As members of the general populace, we aren't expected to comprehend big money and fiscal policies; but even if we were able, the experts would decline to explain what has really gone wrong because they don't know themselves. If you disbelieve me, look at the evening news: listen to the politicians talking round in circles and saying nothing; try to understand the gobbledygook as financial reporters hide behind meaningless growth-comparison charts; find any comment, I challenge you, that makes commonsense and will show us a way out of this nightmare we've been plunged into. But, is it really so hard? Might we not discover an answer if we go back to how it began and follow through to the point where it started to founder?

Trade used to be simple once, when a surplus could be swapped for goods that couldn't be home-produced. In those days, even simple folk understood the value of a goat or a sack of corn. It did work well for neighbours or the odd caravan that passed through; but as soon as the same concept was applied to tribes and nations, politics reared its ugly head and day-to-day business went pear-shaped! Here's where the fog began to intensify, an ideal cover for the chicanery and money-shuffling to come.

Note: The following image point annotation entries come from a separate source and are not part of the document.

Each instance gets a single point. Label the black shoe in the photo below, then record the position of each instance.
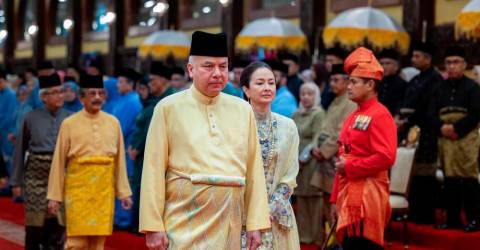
(472, 226)
(447, 226)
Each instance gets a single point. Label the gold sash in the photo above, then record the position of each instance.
(89, 196)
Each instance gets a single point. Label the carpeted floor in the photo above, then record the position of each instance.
(421, 237)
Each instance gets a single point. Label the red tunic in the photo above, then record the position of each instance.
(368, 143)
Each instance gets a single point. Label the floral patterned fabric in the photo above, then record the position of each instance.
(279, 140)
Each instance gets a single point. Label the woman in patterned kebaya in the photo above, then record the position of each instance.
(279, 141)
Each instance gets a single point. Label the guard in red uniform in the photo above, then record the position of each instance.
(367, 149)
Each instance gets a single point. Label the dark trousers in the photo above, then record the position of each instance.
(423, 199)
(49, 237)
(461, 193)
(359, 243)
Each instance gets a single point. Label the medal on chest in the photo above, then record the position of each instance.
(362, 122)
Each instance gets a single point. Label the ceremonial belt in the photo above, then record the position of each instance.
(42, 153)
(210, 179)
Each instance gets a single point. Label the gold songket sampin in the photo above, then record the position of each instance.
(362, 122)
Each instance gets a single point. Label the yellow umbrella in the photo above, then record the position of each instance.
(468, 21)
(272, 34)
(357, 26)
(161, 44)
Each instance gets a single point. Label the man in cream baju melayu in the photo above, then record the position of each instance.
(202, 174)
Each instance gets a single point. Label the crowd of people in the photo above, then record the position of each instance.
(180, 157)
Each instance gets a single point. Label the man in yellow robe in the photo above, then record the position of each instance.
(88, 170)
(203, 174)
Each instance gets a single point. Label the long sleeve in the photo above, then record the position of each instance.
(334, 194)
(122, 186)
(3, 168)
(433, 115)
(139, 135)
(152, 198)
(291, 168)
(279, 201)
(256, 204)
(56, 179)
(383, 144)
(329, 147)
(470, 122)
(21, 146)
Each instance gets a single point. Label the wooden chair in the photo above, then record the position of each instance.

If politics truly muddied reason, how did it happen? I understand the international exchange of a token such as money, especially as civilisations progressed. A deal between two countries might work without, as long as each was in need of whatever the other had to offer; but bring a third or fourth into the equation and matters become more complex. A requires something from B, but doesn't have what B wants. C has an abundance of this, however, it isn't interested in what A has to offer. D, on the other hand, produces something that C has been trying to get for ages, but they aren’t talking. So, A finds out what D wants, swaps it for the product C is after, trades it in exchange for B's requirement and everyone's happy. If this is complicated from an on-looker's point of view, imagine how it would have been for the participants. What with all the transport problems, this cross-bartering takes time and would cost each of them in terms of labour and associated resources, not to mention organisation. Would the introduction of money make it any easier? In this simplified example, probably not, because each has something that one of the others has an item of value to trade for. Money comes into its own as a purchasing power when business has to be transacted quickly and one or more in the loop have no goods of interest to trade. The substitute token solution, however, has a glitch: if just one party can't afford the asking price and desperately needs the goods, what are they to do? Borrow, of course; and there, I believe, is where we've gone so terribly wrong. My Grandfather used to say: "Neither a borrower nor a lender be," and he wasn't a bad judge.